Le passé récent, voire très récent, démontre
une très grande souplesse du CNRS dans la détermination de
priorités au niveau du recrutement ; ces priorités se
traduisent de façon visible dans la répartition des postes entre
disciplines. Il est important de souligner que le CNRS doit continuer de
bénéficier des moyens de mener une politique volontariste visant
à accompagner les évolutions scientifiques de notre
époque, sans sacrifier certains domaines de la recherche qui peuvent
momentanément sembler d'une actualité moins brûlante. De
même, et afin d'accompagner les évolutions scientifiques et
démographiques, le CNRS, dans un contexte de stagnation, voire de
décroissance de son effectif global, a mis dans un passé
récent l'accent sur le recrutement de jeunes chercheurs (au
détriment du recrutement d'agents techniques). Une telle politique a
bien évidemment des aspects tant positifs que négatifs (avec en
particulier la disparition de certaines fonctions de soutien direct à la
recherche assurées par les agents techniques du CNRS).
En ce qui concerne l'université, il est clair qu'une politique de
l'emploi basée uniquement sur des critères d'enseignement pose
parfois des problèmes aux laboratoires. Bien évidemment, chaque
laboratoire se doit d'avoir une politique de recrutement prenant en compte les
possibilités offertes simultanément par l'université et le
CNRS mais il fait aucun doute que les évolutions des filières
d'enseignement à l'université (avec en particulier la
création de filières professionnalisées telles que les
DESS ou les IUP) peuvent avoir des répercussions importantes sur le
développement des activités de recherche des laboratoires, tant
d'un point de vue quantitatif que qualitatif. En ce qui concerne l'aspect
quantitatif, les évolutions universitaires créent des situations
qui ne sont en aucun cas compensées par les possibilités de
recrutement au CNRS.
Il est important de noter qu'à l'heure actuelle, les métiers de
la recherche continent à attirer des candidats de très grande
valeur. En ce qui nous concerne (et malgré la baisse des effectifs
étudiants dans les sciences dures), il est clair que nous avons beaucoup
plus de candidats d'excellent niveau que de postes offerts au concours
d'entrée au CNRS.
Point 2 : Problèmes rencontrés à l'occasion du
recrutement, du déroulement de carrière et de l'évaluation
des chercheurs et enseignants-chercheurs
Que ce soit dans les procédures de recrutement, d'évaluation ou
de promotion, nous regrettons unanimement une certaine lourdeur des
règlements de la fonction publique qui ne prennent pas en compte les
spécificités des métiers de la recherche scientifique. Il
nous semble important que ces spécificités puissent être
prises en compte dans un proche avenir afin de garantir un fonctionnement
harmonieux des diverses sections du comité national de la recherche
scientifique. De ce point de vue, toutes les mesures qui pourraient être
prises visant à favoriser et améliorer les mécanismes de
mobilité entre tous les corps de métier impliqués dans la
recherche devraient être une des priorités de nos organismes de
tutelle. Ceci concerne tant les passerelles entre le corps des ITA et des
chercheurs au CNRS, que des mesures (tant financières qu'humaines)
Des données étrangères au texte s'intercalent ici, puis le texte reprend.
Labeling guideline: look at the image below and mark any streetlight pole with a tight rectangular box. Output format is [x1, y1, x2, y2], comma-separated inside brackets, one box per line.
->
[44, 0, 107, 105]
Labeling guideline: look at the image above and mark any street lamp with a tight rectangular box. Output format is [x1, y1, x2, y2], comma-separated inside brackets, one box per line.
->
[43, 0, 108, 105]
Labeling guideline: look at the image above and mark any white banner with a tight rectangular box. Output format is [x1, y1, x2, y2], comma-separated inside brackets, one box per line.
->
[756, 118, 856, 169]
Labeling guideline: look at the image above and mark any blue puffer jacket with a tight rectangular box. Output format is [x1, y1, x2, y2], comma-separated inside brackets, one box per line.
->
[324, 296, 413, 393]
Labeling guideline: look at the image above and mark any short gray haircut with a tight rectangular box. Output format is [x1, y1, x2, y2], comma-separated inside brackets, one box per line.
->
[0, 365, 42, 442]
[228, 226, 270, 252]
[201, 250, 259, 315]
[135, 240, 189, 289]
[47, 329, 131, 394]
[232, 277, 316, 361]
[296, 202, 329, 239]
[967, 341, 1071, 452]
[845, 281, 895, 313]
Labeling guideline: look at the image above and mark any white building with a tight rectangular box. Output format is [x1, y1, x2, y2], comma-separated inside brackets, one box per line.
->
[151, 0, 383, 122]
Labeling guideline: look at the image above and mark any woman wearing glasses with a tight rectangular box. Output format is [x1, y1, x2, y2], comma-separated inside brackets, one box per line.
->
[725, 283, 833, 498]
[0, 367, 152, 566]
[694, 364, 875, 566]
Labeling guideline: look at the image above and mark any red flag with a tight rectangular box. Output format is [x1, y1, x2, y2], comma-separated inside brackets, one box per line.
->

visant à inciter ou à améliorer la mobilité des
professeurs et des maîtres de conférences entre les
universités et les autres EPST. Il serait également souhaitable
de faciliter pour ces personnels l'obtention de périodes de formation ou
de contacts avec les centres de recherche étrangers (stages
post-doctoraux, années sabbatiques, ...) ou l'industrie.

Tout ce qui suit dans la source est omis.